The highest NO3 desorption value was obtained in the AS sample (about 200 mmol/kg). A slightly lower value was achieved by sample M-Ca (about 180 mmol/kg). The lowest desorption value was obtained for sample M-HDTMA (about 31 mmol/kg). Also for the desorption of PO4, the highest value was obtained in the AS sample (about 788 mmol/kg). The lowest value was obtained in sample M-Ca—about 94 mmol/kg. The desorption value for M-HDTMA was about 526 mmol/kg. The SO4 desorption values for the AS and M-HDTMA samples were similar to each other, approximately 752 mmol/kg for AS and approximately 742 mmol/kg for M-HDTMA. The highest SO4 desorption value was obtained in the M-Ca sample (about 910 mmol/kg).

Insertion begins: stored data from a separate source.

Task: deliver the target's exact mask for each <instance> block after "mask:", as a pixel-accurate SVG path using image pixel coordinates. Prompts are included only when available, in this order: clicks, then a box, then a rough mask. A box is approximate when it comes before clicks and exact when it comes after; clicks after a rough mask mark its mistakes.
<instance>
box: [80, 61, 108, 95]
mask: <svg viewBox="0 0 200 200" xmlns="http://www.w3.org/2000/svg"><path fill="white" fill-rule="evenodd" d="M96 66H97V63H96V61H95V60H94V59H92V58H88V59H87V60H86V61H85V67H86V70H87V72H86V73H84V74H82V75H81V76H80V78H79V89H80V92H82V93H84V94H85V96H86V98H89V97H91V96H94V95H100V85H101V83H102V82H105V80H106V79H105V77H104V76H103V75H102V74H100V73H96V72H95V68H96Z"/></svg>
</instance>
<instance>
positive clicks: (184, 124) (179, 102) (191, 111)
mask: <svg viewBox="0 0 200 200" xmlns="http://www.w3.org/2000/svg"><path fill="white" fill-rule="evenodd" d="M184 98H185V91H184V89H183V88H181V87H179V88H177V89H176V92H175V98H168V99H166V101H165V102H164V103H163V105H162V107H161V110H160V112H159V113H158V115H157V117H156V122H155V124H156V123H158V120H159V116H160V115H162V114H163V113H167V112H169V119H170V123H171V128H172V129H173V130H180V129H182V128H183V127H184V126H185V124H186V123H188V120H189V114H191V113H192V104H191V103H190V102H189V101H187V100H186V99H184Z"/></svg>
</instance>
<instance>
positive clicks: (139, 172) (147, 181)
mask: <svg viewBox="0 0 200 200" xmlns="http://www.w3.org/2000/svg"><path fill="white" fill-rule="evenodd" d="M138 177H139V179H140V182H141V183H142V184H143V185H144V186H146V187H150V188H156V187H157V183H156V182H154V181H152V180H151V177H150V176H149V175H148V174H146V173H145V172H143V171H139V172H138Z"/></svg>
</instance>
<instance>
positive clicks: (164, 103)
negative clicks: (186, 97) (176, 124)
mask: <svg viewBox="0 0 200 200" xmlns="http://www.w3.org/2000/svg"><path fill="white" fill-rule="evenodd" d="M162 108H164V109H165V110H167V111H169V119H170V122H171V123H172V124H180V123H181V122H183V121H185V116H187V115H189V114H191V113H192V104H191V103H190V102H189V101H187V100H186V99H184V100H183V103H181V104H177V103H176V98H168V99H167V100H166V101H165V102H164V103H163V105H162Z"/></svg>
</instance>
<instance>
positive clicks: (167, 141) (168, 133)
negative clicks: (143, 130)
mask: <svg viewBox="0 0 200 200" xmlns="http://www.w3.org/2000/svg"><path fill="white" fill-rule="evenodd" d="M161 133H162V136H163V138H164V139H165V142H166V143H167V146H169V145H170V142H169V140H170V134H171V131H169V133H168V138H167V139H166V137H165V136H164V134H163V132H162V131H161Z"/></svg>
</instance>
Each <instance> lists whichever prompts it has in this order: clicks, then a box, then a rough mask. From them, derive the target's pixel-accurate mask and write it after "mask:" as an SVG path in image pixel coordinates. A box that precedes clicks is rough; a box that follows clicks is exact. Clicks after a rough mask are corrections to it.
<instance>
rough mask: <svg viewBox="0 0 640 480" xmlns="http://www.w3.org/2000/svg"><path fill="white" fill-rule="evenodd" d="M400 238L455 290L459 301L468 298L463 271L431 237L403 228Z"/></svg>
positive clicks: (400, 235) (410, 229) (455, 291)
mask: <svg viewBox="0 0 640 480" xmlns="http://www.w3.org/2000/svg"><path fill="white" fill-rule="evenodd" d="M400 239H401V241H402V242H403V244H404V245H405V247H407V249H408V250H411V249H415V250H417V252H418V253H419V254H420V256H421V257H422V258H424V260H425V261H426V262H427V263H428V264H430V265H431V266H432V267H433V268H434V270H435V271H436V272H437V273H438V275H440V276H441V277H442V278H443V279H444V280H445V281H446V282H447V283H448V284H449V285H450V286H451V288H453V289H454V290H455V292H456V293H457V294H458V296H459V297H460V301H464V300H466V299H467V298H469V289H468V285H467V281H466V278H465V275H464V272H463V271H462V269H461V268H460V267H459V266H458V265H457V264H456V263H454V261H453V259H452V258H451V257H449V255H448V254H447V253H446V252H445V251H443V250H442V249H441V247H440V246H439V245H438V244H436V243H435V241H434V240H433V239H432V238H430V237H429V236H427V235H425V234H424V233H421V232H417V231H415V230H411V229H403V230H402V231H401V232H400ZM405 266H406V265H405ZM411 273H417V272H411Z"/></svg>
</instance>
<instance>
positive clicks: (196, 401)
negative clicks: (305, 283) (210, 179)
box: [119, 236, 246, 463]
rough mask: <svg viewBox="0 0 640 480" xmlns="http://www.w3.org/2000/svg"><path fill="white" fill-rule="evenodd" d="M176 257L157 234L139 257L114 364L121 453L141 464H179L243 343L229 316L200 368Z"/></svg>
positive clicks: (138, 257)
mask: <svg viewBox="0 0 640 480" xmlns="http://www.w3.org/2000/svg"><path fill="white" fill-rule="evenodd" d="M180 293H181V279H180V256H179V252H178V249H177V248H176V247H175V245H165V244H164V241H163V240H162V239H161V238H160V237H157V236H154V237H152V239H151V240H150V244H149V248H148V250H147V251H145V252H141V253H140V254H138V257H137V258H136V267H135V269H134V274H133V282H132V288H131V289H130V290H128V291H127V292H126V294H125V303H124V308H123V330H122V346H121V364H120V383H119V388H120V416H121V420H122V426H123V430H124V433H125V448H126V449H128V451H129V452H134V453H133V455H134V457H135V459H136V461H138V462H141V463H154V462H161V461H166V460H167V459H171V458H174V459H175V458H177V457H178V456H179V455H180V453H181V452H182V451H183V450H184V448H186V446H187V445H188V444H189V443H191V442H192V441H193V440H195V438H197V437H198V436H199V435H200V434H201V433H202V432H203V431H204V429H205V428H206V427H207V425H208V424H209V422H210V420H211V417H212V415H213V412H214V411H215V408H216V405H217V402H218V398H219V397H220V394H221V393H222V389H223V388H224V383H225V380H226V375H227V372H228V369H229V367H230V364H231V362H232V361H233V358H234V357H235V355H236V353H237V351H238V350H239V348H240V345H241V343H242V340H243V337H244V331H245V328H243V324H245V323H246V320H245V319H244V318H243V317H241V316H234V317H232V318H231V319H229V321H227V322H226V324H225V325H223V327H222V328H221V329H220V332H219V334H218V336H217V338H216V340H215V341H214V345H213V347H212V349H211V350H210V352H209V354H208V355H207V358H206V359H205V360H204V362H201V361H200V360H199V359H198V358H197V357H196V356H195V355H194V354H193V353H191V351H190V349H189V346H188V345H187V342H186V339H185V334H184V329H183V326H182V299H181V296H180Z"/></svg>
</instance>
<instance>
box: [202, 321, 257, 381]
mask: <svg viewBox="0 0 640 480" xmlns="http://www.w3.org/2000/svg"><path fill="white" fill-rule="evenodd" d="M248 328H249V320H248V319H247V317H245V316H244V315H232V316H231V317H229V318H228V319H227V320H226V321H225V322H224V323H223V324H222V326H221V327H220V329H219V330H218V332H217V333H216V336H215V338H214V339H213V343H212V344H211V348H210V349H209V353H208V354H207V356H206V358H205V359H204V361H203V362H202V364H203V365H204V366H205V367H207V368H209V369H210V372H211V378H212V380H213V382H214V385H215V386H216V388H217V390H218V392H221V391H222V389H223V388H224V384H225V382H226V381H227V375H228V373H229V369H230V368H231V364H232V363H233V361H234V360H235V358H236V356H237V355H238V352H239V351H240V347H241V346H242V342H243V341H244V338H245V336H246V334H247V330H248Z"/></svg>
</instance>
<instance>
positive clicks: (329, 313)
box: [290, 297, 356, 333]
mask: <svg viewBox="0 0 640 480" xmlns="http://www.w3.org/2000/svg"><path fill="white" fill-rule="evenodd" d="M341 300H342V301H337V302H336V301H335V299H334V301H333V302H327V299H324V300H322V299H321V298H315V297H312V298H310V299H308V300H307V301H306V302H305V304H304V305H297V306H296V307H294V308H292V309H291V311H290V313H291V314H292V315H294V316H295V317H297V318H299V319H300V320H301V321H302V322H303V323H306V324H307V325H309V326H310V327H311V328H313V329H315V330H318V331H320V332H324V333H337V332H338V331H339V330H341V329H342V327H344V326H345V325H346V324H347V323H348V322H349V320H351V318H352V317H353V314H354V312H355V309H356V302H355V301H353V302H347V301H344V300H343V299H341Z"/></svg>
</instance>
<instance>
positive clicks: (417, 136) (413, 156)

Table 8 shows the percentage loss of adsorbed anions from the samples that occurred in the phytoavailability experiment. This is a measure of the availability of anions to plants. The higher the percentage, the greater the susceptibility of the anion to desorption and availability to plants [51].

Table 8

Percentage desorption (phytoavailability) of NO3, PO4, and SO4 from raw and modified samples.

	Desorption (%)
Sample	NO3	PO4	SO4
AS	93	90	88
M-Ca	83	89	60
M-HDTMA	97	94	63

The highest desorption percentage for NO3 ions was achieved by sample M-HDTMA—97%, a slightly lower value was obtained by sample AS-93%. The M-Ca sample obtained a value of 83%. The desorption of PO4 ions for AS and M-Ca samples remained at a similar level-about 90%. M-HDTMA obtained the highest desorption percentage in this case, amounting to 94%. For the desorption of SO4 ions, samples M-Ca and M-HDTMA obtained similar values—about 60%. The desorption of SO4 for the AS sample was almost 90%.

4. Conclusions

The aim of this study was to modify the surface of synthetic zeolite materials with Ca and HDTMA compounds and to determine their phytoavailability by comparing CEC and AEC parameters. Zeolite materials, previously calcined, even without modification with Ca and HDTMA additives, showed very high sorption values of nitrates, phosphates, and sulphates during the study. Modification of the material with HDTMA and Ca surfactant resulted in improved sorption of sulphate compounds compared to the unmodified material.

Furthermore, modification with HDTMA surfactant and Ca showed that:

for nitrogen and phosphorus compounds, M-HDTMA samples had the best phytoavailability (97%),

for the sample M-Ca, the phytoavailability oscillated in the limits of 83% (for nitrogen compounds) and 89% (for phosphorus compounds), and

the phytoavailability of sulphates for the modified samples (M-Ca and M-HDTMA) oscillated around 60%.

The material without modification (AS) obtained the highest value of phytoavailability of sulphates (88%). Moreover, in comparison to all types of analyzed materials (M-Ca and M-HDTMA), the percentage desorption of NO3, PO4, and SO4 was similar (90%). This may indicate the good ability of AS to release mineral compounds and its potential use as a fertilizer additive.